Neues zu den Ursachen von Thrombosen nach Impfung |
Welcher Bestandteil der Impfstoffe die Rolle von Heparin übernimmt und die fatale Kaskade auslöst, war allerdings bislang unklar. Dies hat das Team um Greinacher nun bei Vaxzevria genauer untersucht und die Ergebnisse in einem noch nicht begutachteten Preprint auf der Plattform »Research Square« veröffentlicht. Die Analyse des Impfstoffs selbst zeigte, dass er neben den Adenoviren auch zahlreiche menschliche Proteine enthält, die von der Anzucht der Vektorviren in menschlichen Zellen stammen, sowie den Komplexbildner Ethylendiamintetraessigsäure (EDTA).
Analog zur HIT kommt es auch bei der VITT zunächst zur Bildung eines Neoantigens – eines neuen Angriffspunkts für Antikörper. Nach der Impfung aktivieren Bestandteile von Vaxzevria die Blutplättchen am Injektionsort, die daraufhin PF4 freisetzen. Dieses bildet mit Bestandteilen des Impfstoffs Aggregate, die auch Adenovirus-Proteine enthalten. Gleichzeitig erhöht EDTA die Gefäßdurchlässigkeit am Injektionsort, wodurch die im Impfstoff enthaltenen Adenovirus-Proteine und menschliche Proteine verstärkt ins Blut gelangen. Dort werden die Proteine und deren Komplexe mit PF4 von präexistierenden IgG-Antikörpern erkannt und es entstehen Immunkomplexe.
Dies trägt der Greifswalder Arbeitsgruppe zufolge zum einen zu den akuten Impfreaktionen wie Fieber und Schüttelfrost bei, zum anderen ist diese Entzündungsreaktion offenbar ein Kosignal, das die präexistierenden B-Zellen weiter aktiviert, Anti-PF4-Antikörper zu bilden. In der Folge werden Blutplättchen aktiviert, sie verklumpen und setzen gerinnungsfördernde Substanzen frei. Zudem aktivieren die Thrombozyten noch weitere Zellarten, nämlich neutrophile Granulozyten, Monozyten und Endothelzellen, was den Gerinnungsprozess weiter antreibt.
Welche Bestandteile der Astra-Zeneca-Vakzine genau die fatale Kaskade auslösen, ist noch unklar. »Vermutlich ist es ein Zusammenspiel mehrerer Faktoren«, sagte Greinacher bei einer digitalen Pressekonferenz am Dienstag. Proteine der Adenoviren könnten die Komplexbildung auslösen, dann wäre die Nebenwirkung ein Klasseneffekt, der auf alle Adenovirus-basierten Vektorimpfstoffe zutrifft, zu denen auch der Janssen-Impfstoff (humanes Adenovirus Typ 26) und der russische Impfstoff Sputnik V (humanes Adenovirus Typ 5 und Typ 26) zählen. Vaxzevria basiert auf einem Adenovirus, das Schimpansen befällt.

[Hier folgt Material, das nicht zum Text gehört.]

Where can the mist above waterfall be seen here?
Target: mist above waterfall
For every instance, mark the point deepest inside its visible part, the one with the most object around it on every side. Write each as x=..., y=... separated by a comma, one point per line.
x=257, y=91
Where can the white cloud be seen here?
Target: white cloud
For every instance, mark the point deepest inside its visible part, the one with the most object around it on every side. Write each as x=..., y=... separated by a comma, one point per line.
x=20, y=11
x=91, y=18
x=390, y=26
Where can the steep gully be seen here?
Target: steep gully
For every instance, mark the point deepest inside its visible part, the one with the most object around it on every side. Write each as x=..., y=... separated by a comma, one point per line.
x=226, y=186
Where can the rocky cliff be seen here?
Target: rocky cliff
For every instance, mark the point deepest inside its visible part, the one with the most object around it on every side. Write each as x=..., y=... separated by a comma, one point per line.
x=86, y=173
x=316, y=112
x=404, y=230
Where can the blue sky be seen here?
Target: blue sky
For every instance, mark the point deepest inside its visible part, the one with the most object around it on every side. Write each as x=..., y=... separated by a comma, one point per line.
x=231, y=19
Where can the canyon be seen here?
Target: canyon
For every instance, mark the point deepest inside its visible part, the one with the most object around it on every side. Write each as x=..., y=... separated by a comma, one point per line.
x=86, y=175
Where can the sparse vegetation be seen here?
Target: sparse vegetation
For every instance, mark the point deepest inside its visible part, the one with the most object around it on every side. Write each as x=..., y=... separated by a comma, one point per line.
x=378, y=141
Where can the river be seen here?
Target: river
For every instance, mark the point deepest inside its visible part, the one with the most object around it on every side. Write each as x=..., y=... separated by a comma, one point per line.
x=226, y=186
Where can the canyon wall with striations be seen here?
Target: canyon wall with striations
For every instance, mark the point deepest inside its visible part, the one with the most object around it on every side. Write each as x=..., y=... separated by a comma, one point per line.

Dass Adenovirus-Vektoren an Blutplättchen binden und diese aktivieren können, ist schon aus Studien mit den Vektoren als Gentherapeutika bekannt. Auch Thrombozytopenie ist ein häufig beobachtetes Phänomen nach intravenöser Gabe der Vektoren.
Neben dem Gehalt an Adenoviren oder zerstörten Vektoren im Impfstoff kann auch das enthaltene EDTA eine Rolle spielen, denn es verstärkt offenbar den Kontakt der Impfstoffbestandteile mit den Blutplättchen nach intramuskulärer Injektion. Dem Greifswalder Team zufolge sollte auch die Rolle der menschlichen Proteine, die in der Astra-Zeneca-Vakzine in einer Dosis von 35 bis 40 µg pro Impfdosis gefunden wurden, näher untersucht werden.
Inwieweit die anderen Adenovirus-basierten Impfstoffe wie der Janssen-Impfstoff und Sputnik V ähnlich zusammengesetzt sind und ebenfalls humane Proteine oder EDTA aufweisen, kann das Team um Greinacher nicht sagen, da ihm diese Impfstoffe noch nicht zur Untersuchung vorliegen. Es steht aber in Verbindung mit Janssen, um den Impfstoff zu beziehen. Insgesamt könne die Sicherheit des Impfstoffs erhöht werden, wenn er kein EDTA enthalte, sagte Greinacher. Inwieweit dies technisch möglich sei, könne er aber nicht sagen.